私の好きなロックバンドは、世界一かっこいいロックバンドだ!


そして始まったアンコール。
♪3 minutes replay は私が初めて手にした彼らのアルバムの最初の曲。
この曲の最初のフレーズにある“世界”。
私がずっと旅していたくなった、彼らの“世界”。
鮮やかで、魅力的で、楽しくて、幸せで、凛とした孤独と強さの感じられる“世界”。
この曲から間髪入れずに始まる喜怒哀楽の繋がりを、初めて聴いたときのあの衝撃と高揚。
それを、この場で再体験させていただけるとは思っていなくて・・・なんだかもうたまらない気持になった。
そんな風に感極まってるところでの「フルカラープログラム!」のコールに、
忘れていたはずの涙がまた溢れそうになった。

ユニゾンが好き、という気持ちはすごくシンプルで、でも、自分では説明できない深淵がある。
綺麗なだけじゃない。
幸せなだけじゃない。
嬉しいだけじゃない。
痛みも、切なさも、どろどろした感情も、たぶんこの“好き”には付随する。
でも、それでも、今この瞬間、私にとって決して譲ることも失うこともできない存在なのだと思う。

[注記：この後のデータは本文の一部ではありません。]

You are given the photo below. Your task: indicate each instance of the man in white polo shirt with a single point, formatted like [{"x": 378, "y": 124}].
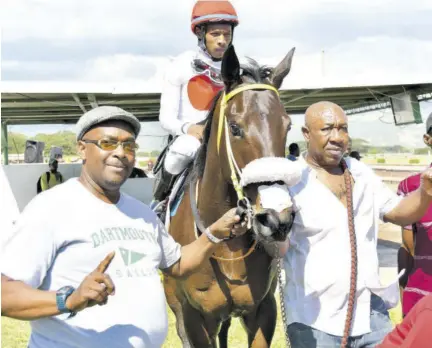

間奏のあと、空間を満たしていた音がふっと途切れました。
後方からの真っ白な光に沈む斎藤さんの影が、マイクスタンドの向きをすっと変えました。
大切なものをそっと差し出すような、マイクを通さない、「そうだ」。
その場の全ての意識が向かう、緊張感を孕んだ静寂の中、
ぐんっと力を増して、それ自身が光のように広がる、斎藤さんの歌声―――
あの瞬間、私の周りの全てが消えたように思いました。
何も覆うもののない、剥き出しの自分自身だけで、白い光の中の影に向かい合った。
その瞬間の、歓喜と、孤独―――
マイクを戻した斎藤さんの歌声と同時に音と色の戻った世界にほっとしながら、
それでもあの短い時間が私に刻み込んだものは、刹那であったからこそあまりにも峻烈で、
でも、幻のように不確かで―――なんだかもう、溢れる涙を止めることができなかった。

歌が終わって、最後の演奏の中で左右に走り寝転がりベースを投げ前転する田淵さんの、
目が、手が、笑顔が伝える感情も、
そんな田淵さんを待ちながら、斎藤さんと鈴木さんが浮かべる微笑みも、
そんな彼らに向かう、沢山の笑顔も、拍手も、歓声も、
全てがこの壮大な遠足の終わりを惜しんで、でも、もう次へと踏み出す準備に繋がってた。
彼らの、私たちの未来に、繋がっていた。


舞台の上から彼らがいなくなって。
周りの人たちがどんどんいなくなって。
そんな中で、椅子に座って涙を止めるのに必死になりました。
お友達が一緒でなかったら、子どもみたいに声を上げて泣いてた気がする。
その涙の理由を、私はちゃんと説明できないと思う。
たぶん、ユニゾンのライブを見るたびに、私はこんな風に説明のできない涙を流すんだろう。
笑顔と同じくらい沢山の涙が溢れるだろう。
その涙がある限り、私はずっと彼らの世界を旅していくんだろうと思う。



そんな風にして、何気ない、でも私にとっては特別な記念日は終わりました。
武道館的な演出はあったけど、基本的には確かに“いつもの彼ら”だったんだろうな。
2日たった今でも、思い返すとちょっと涙目になるけど、
彼らのライブのあとは結構いつもこんな感じだし(笑)。
そんなだから、この記録もほんとに支離滅裂で・・・
多分1週間後くらいに読み返したら、あまりの酷さに消したくなるんだろうな(^^;)
でも、今書いておかなかったら、多分何か違うものが入りこんじゃうから。
うん、これでいいのかな。

さて、そしたら、ネイルオフしましょうか。
この1週間、そしてこれを打っている間、視界に入っていたキラキラした桜色と水色にもお別れです。
なんだかちょっと寂しいけど、旅の終わりは寂しいものだから。
次の旅を心待ちにしつつ、私も明日に歩いていきましょう。